Theology in Overalls for Saturday, 19 April 2014 - "5 things my boyhood church did right" by Greg Crofford
Siblings, unite! Rochester (NY) Zone Junior Quizzing team, circa 1971. L to R: Mark Crofford, Val Clemens, Phil Clemens, Greg Crofford
There's a lot of second-guessing happening on the internet these days, popular bloggers lamenting how the church is failing "this generation." So to balance out all the hand-wringing, indulge me a retrospective on my own growing up years. Here are 5 things my boyhood church did right:
1. Simple preaching - Reverend Morris Wilson never had more than an 8th grade education, but he had a call to preach. His sermons were not complicated, but they connected. He knew how to laugh and how to make us cry. Reverend Wilson (no one dared call him "Morris" - that would be disrespectful) was a master at holding things up to sanctified ridicule: "Some people say this. I say that's applesauce." Or to motivate us, he would chide: "It's time to get off our blessed assurance and get busy." It was direct, loving and anointed. It's hard to beat that combination.

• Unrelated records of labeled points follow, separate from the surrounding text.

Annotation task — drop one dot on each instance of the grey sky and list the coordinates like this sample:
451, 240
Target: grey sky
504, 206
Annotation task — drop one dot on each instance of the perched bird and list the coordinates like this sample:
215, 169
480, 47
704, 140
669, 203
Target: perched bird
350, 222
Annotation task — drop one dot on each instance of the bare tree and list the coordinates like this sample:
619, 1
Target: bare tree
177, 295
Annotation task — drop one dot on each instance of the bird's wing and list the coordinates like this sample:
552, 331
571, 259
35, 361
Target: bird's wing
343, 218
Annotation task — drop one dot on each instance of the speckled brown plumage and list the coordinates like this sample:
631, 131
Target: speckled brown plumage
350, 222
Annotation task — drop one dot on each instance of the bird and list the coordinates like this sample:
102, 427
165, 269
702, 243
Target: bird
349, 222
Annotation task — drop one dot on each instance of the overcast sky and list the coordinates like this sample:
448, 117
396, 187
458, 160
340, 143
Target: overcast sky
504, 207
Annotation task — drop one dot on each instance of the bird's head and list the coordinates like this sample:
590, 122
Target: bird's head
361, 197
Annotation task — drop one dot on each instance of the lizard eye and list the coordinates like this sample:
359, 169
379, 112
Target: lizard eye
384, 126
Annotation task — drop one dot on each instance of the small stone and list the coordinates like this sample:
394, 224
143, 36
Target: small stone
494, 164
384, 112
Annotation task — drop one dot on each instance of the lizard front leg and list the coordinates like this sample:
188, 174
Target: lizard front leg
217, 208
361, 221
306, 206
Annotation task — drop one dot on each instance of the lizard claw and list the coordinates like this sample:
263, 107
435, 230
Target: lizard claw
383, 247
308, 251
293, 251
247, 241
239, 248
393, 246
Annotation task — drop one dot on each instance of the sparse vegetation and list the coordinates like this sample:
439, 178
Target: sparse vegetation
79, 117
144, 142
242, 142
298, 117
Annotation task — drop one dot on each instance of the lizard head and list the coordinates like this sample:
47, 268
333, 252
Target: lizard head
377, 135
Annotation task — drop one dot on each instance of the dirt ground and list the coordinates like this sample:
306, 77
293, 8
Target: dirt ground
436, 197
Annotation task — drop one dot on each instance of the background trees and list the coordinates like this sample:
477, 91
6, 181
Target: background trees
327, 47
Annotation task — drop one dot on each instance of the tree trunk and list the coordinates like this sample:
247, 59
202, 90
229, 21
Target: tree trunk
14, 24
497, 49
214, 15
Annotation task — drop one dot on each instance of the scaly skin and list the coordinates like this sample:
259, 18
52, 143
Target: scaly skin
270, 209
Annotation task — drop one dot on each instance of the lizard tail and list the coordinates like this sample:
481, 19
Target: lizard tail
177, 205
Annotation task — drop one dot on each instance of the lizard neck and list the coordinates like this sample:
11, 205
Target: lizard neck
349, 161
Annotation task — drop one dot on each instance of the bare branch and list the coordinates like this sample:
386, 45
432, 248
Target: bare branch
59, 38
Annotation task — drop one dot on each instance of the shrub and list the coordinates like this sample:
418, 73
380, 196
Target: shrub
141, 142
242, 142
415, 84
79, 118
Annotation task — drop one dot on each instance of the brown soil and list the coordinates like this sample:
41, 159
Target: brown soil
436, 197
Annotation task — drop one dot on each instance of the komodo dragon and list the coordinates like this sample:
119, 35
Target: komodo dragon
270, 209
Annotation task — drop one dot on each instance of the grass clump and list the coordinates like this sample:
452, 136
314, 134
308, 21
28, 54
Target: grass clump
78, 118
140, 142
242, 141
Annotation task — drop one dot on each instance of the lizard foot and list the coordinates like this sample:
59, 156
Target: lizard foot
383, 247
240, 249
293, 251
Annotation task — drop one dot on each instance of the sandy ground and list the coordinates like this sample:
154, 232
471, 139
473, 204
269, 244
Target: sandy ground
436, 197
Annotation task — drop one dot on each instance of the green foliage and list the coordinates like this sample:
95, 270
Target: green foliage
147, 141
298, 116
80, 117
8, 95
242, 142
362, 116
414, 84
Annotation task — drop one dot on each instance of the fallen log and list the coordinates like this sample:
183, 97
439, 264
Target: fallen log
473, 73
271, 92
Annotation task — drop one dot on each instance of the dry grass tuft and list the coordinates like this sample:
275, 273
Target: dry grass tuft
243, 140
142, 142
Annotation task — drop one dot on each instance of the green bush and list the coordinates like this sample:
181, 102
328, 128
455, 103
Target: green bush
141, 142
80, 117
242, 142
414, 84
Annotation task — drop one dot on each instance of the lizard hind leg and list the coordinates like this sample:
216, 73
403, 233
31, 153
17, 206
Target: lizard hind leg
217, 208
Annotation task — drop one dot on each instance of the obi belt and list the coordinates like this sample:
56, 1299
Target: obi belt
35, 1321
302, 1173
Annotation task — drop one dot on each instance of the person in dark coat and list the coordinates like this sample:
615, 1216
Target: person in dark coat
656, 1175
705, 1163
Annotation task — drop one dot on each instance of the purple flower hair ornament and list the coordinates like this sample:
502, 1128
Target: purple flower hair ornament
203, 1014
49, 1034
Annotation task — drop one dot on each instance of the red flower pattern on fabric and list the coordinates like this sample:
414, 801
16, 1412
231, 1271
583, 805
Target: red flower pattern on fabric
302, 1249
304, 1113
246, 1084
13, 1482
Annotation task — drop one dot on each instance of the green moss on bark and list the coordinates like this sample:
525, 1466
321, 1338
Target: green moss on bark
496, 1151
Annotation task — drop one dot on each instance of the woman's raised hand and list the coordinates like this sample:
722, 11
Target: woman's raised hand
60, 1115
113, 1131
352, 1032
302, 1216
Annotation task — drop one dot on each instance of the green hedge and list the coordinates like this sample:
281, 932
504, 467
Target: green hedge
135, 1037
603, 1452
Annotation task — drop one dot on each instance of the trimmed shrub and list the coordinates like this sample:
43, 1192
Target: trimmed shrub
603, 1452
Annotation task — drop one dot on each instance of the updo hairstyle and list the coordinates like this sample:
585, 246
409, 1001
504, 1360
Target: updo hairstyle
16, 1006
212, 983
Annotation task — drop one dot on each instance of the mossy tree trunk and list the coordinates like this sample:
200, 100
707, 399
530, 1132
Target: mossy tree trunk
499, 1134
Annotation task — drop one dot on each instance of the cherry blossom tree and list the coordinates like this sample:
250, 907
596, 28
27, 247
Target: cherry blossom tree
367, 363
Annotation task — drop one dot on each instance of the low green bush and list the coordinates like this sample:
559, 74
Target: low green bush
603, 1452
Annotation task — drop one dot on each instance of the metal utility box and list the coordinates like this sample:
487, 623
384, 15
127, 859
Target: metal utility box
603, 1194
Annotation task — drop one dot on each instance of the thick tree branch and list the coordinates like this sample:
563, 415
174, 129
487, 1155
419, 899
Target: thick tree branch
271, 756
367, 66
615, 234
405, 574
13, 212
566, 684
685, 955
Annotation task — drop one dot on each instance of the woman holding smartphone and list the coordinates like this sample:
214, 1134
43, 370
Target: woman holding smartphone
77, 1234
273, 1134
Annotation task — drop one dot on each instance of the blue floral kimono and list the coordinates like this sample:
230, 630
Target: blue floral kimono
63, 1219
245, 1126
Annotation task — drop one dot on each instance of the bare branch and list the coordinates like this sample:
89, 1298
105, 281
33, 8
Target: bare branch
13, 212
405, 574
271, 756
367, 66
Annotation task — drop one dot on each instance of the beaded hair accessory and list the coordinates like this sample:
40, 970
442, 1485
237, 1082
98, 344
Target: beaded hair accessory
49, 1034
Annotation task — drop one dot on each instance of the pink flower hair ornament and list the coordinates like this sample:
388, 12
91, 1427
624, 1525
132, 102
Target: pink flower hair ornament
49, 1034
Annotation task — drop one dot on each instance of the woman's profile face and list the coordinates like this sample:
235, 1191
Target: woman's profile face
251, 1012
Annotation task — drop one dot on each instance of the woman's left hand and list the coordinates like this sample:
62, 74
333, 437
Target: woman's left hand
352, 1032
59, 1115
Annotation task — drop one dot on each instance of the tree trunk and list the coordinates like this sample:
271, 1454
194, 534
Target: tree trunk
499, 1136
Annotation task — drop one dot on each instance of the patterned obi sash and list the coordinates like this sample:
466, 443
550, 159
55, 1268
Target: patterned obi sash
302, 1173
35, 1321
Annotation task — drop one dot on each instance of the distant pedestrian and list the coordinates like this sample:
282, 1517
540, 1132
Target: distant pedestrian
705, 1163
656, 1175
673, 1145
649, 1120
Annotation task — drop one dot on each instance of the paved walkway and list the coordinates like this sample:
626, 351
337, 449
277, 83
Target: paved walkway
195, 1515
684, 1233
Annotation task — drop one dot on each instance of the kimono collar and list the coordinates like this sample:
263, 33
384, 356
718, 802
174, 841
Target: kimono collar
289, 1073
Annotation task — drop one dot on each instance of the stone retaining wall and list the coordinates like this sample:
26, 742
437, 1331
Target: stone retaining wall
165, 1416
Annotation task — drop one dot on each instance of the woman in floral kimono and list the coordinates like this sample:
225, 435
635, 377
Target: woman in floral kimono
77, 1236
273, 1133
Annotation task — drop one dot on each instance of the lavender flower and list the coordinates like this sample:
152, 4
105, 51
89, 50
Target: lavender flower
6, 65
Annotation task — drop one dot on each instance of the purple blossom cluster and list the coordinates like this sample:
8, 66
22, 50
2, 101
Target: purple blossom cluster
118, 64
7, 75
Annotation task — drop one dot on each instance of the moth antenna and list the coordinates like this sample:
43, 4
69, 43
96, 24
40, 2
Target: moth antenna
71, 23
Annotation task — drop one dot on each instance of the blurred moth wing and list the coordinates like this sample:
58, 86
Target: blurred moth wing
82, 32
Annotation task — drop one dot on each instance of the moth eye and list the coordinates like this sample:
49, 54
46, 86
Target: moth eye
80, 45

2. Adults included kids - My parents went to choir practice at 5 p.m. and the evening service didn't start until an hour later. At 5:30 p.m. some of the old saints would gather for prayer in the "upper room" over the gymnasium. Tired of running around in the hallways with my brothers, around 12 years old, I climbed the stairs to the upper room one Sunday evening and asked if I could pray with them. They welcomed a boy when they could have chased me away. I remember the prayers of those saints, as they prayed for the pastor, cried for lost loved ones, and asked God to send a revival to our church. Those prayers from Mr and Mrs Whitman, Mr and Mrs Laird and others impacted my young life. They taught me to trust God for things small and large.
3. Bible quizzing - My mother, Marilyn Crofford, was our indefatigable Jr. Quizzing coach, and from the age of 7 I remember studying books of the Bible. We had cardboard boxes with cards numbered 1 to 4, shipped from the Nazarene Publishing House in Kansas City, and we'd pull the card that corresponded to the right answer to the question (see b & w photo above). Later this became teen quizzing as I did my best to follow in the footsteps of my older brothers. By the time I graduated high school, I had memorized large swaths of the New Testament. Quizzing taught me the importance of team work, and much of the Scripture I quote to this day first lodged itself deep within me during those long hours of study. Back then, I was working for a trophy to put up on the mantle next to my brothers'. Those trophies are long gone, but the benefits of digging into Scripture linger.
World Bible Quiz, 1981 - Our Upstate NY District team took first place!
4. Visiting people at home or in nursing homes - My dad wasn't a pastor, but he took his job as Sunday School teacher seriously. Some Saturday mornings, he'd go calling on absentees, and he'd take me along. By doing so, he taught me something about shepherding. Or at Christmas time, the children's church leaders would load us kids up in the bus and we'd go visit old folks in nursing homes. One Christmas, I got to sing a solo on "Away in a Manger." Those nursing home visits taught us remember the marginalized, people who otherwise might be "out of sight, out of mind."
45 rpm record, with one song on each side
5. Right and wrong - When I was just 8 or 9, I remember one morning in Sunday School when Nada Rogers, my teacher, played a 45 record for us. (Alright, I'm dating myself with this story.) Something came over me that day, and I just had to have that record! Reaching in my pocket, I pulled out the 35 cents my dad had given me for the Sunday School offering. "Mrs Rogers," I said, "I want to buy that record from you." "It's not mine, she said, so I can't sell it to you." But I wasn't so easily dissuaded. I kept nagging her until finally she said: "Greg, for me to sell something to you that doesn't belong to me would be wrong. Do you understand?" That day, she taught me an important lesson. There is such a thing in this world as right and wrong. There are boundaries that God has laid down, and they are there for a reason.
Does this mean my boyhood church was flawless? Far from it! Academic Dean emeritus Donald Young of Eastern Nazarene College once quipped: "I'm glad the church isn't perfect. If it was, they wouldn't let me in." But for all it did wrong, my church did a lot of things right. What's more, I suspect what was true in the 1970s is no less true in 2014. What good things is God up to in your church? Tell the world!